Stagnation is stagnation. No matter how many coats of armor it's clad in, no matter how you attempt to further 'brutalize' it, a death metal album cannot work without some balance of quality riff composition, morbid or malevolent atmosphere, or at the very least some head-spinning level of technicality or complexity which forces the listener's brain into a series of mental acrobatics. Funny enough, Back from Beyond has none of this, it's simply a pure 'ca$h in on the fact that we were a death metal band signed during the formative years of the genre' reunion which offers absolutely nothing new or credible with its formulaic, exhausted riffing progressions. That it's an obvious 'sequel' to Massacre's decidedly average 1991 debut From Beyond, arriving to strike when the iron of death metal nostalgia is hot, only serves as emphasis to its dubious nature, and about the only thing in its favor is that it's nowhere near as awful as the shitty sophomore Promise. But that's faint praise, because:
One Direction is not as shitty as Promise.
Li'l Wayne is not as shitty as Promise.
The Last Airbender was not as shitty as Promise.
Having the Earth and everyone and everything you love on it incinerated simultaneously by a solar flare might arguably not be as shitty as having to listen through Promise.

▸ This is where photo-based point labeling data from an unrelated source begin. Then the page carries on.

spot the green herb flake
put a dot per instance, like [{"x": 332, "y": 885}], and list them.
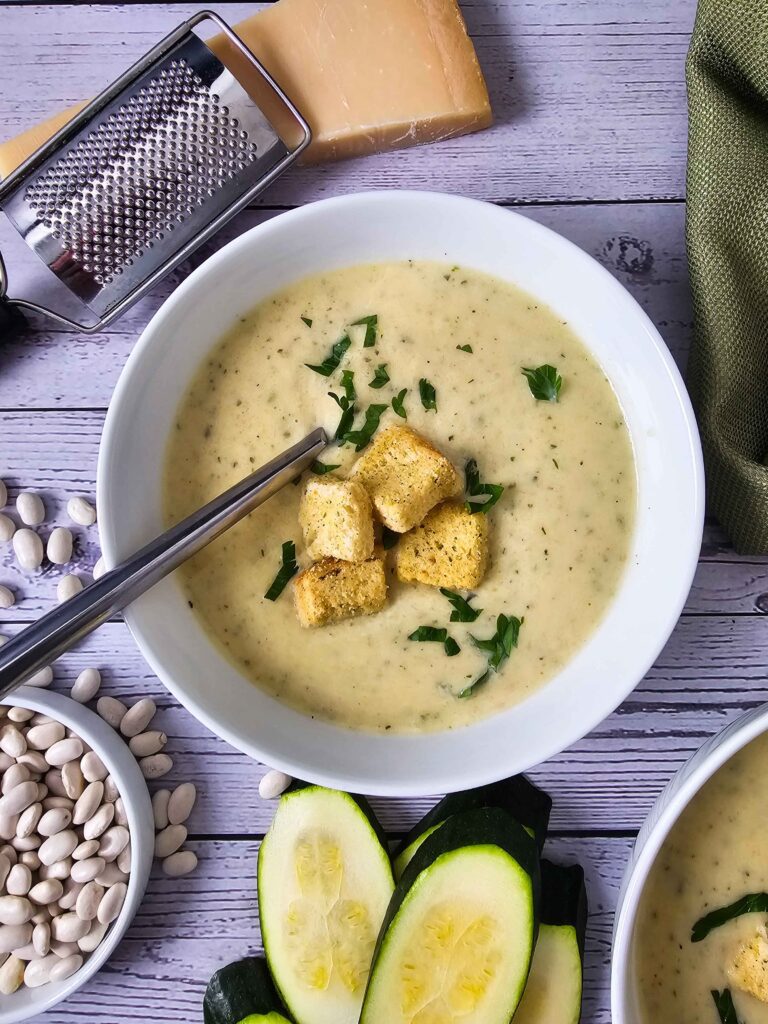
[
  {"x": 372, "y": 327},
  {"x": 288, "y": 569},
  {"x": 545, "y": 382},
  {"x": 381, "y": 377},
  {"x": 363, "y": 436},
  {"x": 476, "y": 488},
  {"x": 397, "y": 403},
  {"x": 463, "y": 611},
  {"x": 321, "y": 468},
  {"x": 428, "y": 394},
  {"x": 331, "y": 364}
]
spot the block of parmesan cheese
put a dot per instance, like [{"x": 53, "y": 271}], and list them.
[{"x": 368, "y": 75}]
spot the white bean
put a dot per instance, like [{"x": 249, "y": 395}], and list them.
[
  {"x": 58, "y": 548},
  {"x": 179, "y": 863},
  {"x": 30, "y": 508},
  {"x": 81, "y": 511},
  {"x": 28, "y": 548},
  {"x": 68, "y": 587},
  {"x": 86, "y": 685},
  {"x": 273, "y": 783}
]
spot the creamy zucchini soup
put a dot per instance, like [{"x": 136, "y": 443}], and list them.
[
  {"x": 714, "y": 856},
  {"x": 463, "y": 536}
]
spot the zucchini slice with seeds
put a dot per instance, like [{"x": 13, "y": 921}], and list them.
[
  {"x": 459, "y": 934},
  {"x": 553, "y": 993},
  {"x": 325, "y": 881},
  {"x": 243, "y": 991},
  {"x": 525, "y": 802}
]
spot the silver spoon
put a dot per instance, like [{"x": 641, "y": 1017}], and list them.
[{"x": 42, "y": 642}]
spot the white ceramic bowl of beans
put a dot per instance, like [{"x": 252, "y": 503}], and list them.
[{"x": 121, "y": 764}]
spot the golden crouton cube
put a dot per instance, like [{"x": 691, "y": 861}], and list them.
[
  {"x": 750, "y": 970},
  {"x": 449, "y": 549},
  {"x": 406, "y": 476},
  {"x": 332, "y": 589},
  {"x": 337, "y": 519}
]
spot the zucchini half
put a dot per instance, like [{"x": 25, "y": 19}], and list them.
[
  {"x": 325, "y": 881},
  {"x": 525, "y": 802},
  {"x": 459, "y": 933},
  {"x": 553, "y": 993},
  {"x": 243, "y": 991}
]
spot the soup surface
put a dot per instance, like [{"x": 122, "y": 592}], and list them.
[
  {"x": 715, "y": 854},
  {"x": 559, "y": 535}
]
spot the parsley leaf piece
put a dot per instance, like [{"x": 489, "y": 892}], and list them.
[
  {"x": 288, "y": 569},
  {"x": 321, "y": 468},
  {"x": 363, "y": 436},
  {"x": 372, "y": 327},
  {"x": 476, "y": 488},
  {"x": 428, "y": 394},
  {"x": 463, "y": 611},
  {"x": 429, "y": 633},
  {"x": 381, "y": 377},
  {"x": 545, "y": 382},
  {"x": 397, "y": 403},
  {"x": 331, "y": 363}
]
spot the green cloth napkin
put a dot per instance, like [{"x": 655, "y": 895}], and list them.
[{"x": 727, "y": 240}]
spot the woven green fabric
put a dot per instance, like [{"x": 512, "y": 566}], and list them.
[{"x": 727, "y": 240}]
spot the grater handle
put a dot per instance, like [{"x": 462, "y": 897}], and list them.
[{"x": 42, "y": 642}]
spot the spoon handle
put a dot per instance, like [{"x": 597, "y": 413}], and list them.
[{"x": 54, "y": 633}]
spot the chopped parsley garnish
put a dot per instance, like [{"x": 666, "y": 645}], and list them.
[
  {"x": 432, "y": 634},
  {"x": 545, "y": 382},
  {"x": 428, "y": 394},
  {"x": 321, "y": 468},
  {"x": 363, "y": 436},
  {"x": 331, "y": 363},
  {"x": 476, "y": 488},
  {"x": 381, "y": 377},
  {"x": 397, "y": 403},
  {"x": 288, "y": 569},
  {"x": 463, "y": 610},
  {"x": 372, "y": 326}
]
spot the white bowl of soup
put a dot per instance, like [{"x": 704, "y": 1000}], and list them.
[
  {"x": 700, "y": 851},
  {"x": 593, "y": 544}
]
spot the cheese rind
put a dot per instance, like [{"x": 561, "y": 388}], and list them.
[{"x": 368, "y": 75}]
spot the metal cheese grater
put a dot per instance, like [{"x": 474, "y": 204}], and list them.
[{"x": 143, "y": 175}]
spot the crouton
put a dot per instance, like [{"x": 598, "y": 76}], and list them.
[
  {"x": 332, "y": 589},
  {"x": 337, "y": 519},
  {"x": 406, "y": 477},
  {"x": 750, "y": 969},
  {"x": 449, "y": 549}
]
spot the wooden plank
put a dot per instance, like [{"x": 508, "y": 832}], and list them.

As you can see, Massacre and I have not always had the tightest of relationships, but the worst I could say for From Beyond was that it was 'just alright'. An early 'also-ran' record, sure, but there were only a few coattails to ride on at that point. Not the case with Back from Beyond, which is more or less an effortless doppelganger of decades of traditional death metal. And I mean effortless...Rick Rozz could hardly have spent more than mere moments conceiving such predictably insipid note progressions, and if you've already heard the Condemned to the Shadows EP from 2012, there's almost no point in tracking this down, since those are by far the best tunes here and the rest is monotonous filler with samey sounding rhythm guitars, and vocal patterns that are rarely distinguishable from one another. Of course, if you've listened to Autopsy, Death or Obituary's material from around 1987-1990, there's not much point listening to Massacre in the first place, but that goes without saying. This completely lacks the ambition one could hope for in a band who were around in the old days, and in fact the whole thing seems like its merely struggling to achieve the level of its 1991 predecessor, and settling for a comparable result. It goes a little too far in its quest for 'purity'.
I'm not as offended by the lack of Kam Lee as some purists will be, because the guy was never one of my favorite growlers, but he's moved on to better bands; not to mention Edwin Webb functions close to a modern analog for that sort of grotesque, sustained guttural. But this is so far below the gruesome character exhibited by a John Tardy, Chuck Schuldiner, Chris Reifert, Martin van Drunen or Paul Speckmann during their primes that it might fall out the opposite side of the planet. Likewise, the chords and tremolo picked guitars, as meaty as their tone is, are unshakably bland, patterns that have all been done to death (rimshot) countless times whether we're talking Benediction, Bolt Thrower, Death, Obituary or 72 other bands from the early waves...not to mention the myriad of newer aspirants to the throne of banality. I mean, on a purely production level, I don't have many complaints...the bass is loud and raunchy, the guitars fleshy, the drums accurate and struck powerfully, and the vocals cut right across the instruments, but Back from Beyond is just so devoid of creativity and passion that it seems like it might have just been assembled by robots as some sort of distillation of 'death metal' principles meant to teach children what the genre sounds like.
It hits harder than From Beyond did, but not in any meaningful way...drum and guitar tones just sound so much brighter and more voluminous than they did 24 years ago. The fact is, no matter how heavy it tries to come across, the vacancy of quality songwriting holds it back. Even the leads just feel like sound effects that escaped the Leprosy recording sessions, and have no interesting structure to them. A real failure to launch here. 6-7 minutes and just two songs of this on that previous EP were decent enough, if not exceptional, but hearing them plugged into a 45 minute framework with 14 songs that almost all sound similar beyond the one minute dark ambient intro. Didn't anyone in the band listen through this batch of songs and think to himself 'we could use a little more variety'? By about 10-15 minutes into the album, it was nap-inducing, but by the time I finished, it was practically torture. It's unfortunate, because I almost always want these old timers to kick some ass, and teach the newbies how it's done, but judging by what I'm hearing on this, Massacre seems to require that lesson themselves. It's not the worst thing I've ever heard by a landslide, but sadly you hear one cut from this and you've essentially heard them all; they should be capable of better.